Characterization of Synthetic Tf2 as a NaV1.3 Selective Pharmacological Probe

Na(V)1.3 is a subtype of the voltage-gated sodium channel family. It has been implicated in the pathogenesis of neuropathic pain, although the contribution of this channel to neuronal excitability is not well understood. Tf2, a beta-scorpion toxin previously identified from the venom of Tityus fasciolatus, has been reported to selectively activate Na(V)1.3. Here, we describe the activity of synthetic Tf2 and assess its suitability as a pharmacological probe for Na(V)1.3. As described for the native toxin, synthetic Tf2 (1 mu M) caused early channel opening, decreased the peak current, and shifted the voltage dependence of Na(V)1.3 activation in the hyperpolarizing direction by -11.3 mV, with no activity at Na(V)1.1, Na(V)1.2, and Na(V)1.4-Na(V)1.8. Additional activity was found at Na(V)1.9, tested using the hNav1.9_C4 chimera, where Tf2 (1 mu M) shifted the voltage dependence of activation by -6.3 mV. In an attempt to convert Tf2 into an Na(V)1.3 inhibitor, we synthetized the analogue Tf2[S14R], a mutation previously described to remove the excitatory activity of related beta-scorpion toxins.
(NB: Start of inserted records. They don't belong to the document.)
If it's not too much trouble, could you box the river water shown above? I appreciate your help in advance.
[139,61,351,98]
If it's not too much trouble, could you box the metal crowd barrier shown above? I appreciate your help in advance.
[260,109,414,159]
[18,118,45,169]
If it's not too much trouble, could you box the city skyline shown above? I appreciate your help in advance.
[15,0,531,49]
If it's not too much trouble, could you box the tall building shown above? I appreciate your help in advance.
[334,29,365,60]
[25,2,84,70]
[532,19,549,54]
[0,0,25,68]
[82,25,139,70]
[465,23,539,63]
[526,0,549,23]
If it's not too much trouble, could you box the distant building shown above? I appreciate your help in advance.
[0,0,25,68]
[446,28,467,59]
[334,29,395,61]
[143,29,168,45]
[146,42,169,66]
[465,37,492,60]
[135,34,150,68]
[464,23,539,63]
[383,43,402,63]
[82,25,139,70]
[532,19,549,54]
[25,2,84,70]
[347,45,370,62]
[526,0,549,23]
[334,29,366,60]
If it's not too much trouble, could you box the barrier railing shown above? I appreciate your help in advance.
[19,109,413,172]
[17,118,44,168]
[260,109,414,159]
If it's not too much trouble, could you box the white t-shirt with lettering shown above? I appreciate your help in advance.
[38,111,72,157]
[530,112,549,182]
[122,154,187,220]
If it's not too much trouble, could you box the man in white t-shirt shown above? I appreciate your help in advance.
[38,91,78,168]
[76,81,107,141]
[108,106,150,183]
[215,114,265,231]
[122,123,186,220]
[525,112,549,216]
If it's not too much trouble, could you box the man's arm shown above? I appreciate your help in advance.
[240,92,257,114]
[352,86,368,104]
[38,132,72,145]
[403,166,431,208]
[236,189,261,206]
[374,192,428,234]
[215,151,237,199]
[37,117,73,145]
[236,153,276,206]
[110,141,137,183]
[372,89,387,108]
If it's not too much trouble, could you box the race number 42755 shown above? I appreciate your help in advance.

Indeed, Tf2[S14R](10 mu M) had reduced excitatory activity at Na(V)1.3, although it still caused a small -5.8 mV shift in the voltage dependence of activation. Intraplantar injection of Tf2 (1 mu M) in mice caused spontaneous flinching and swelling, which was not reduced by the Na(V)1.1/1.3 inhibitor ICA-121431 nor in Na(V)1.9(-/-) mice, suggesting off-target activity. In addition, despite a loss of excitatory activity, intraplantar injection of Tf2[S14R](10 mu M) still caused swelling, providing strong evidence that Tf2 has additional off-target activity at one or more non-neuronal targets. Therefore, due to activity at Na(V)1.9 and other yet to be identified target(s), the use of Tf2 as a selective pharmacological probe may be limited.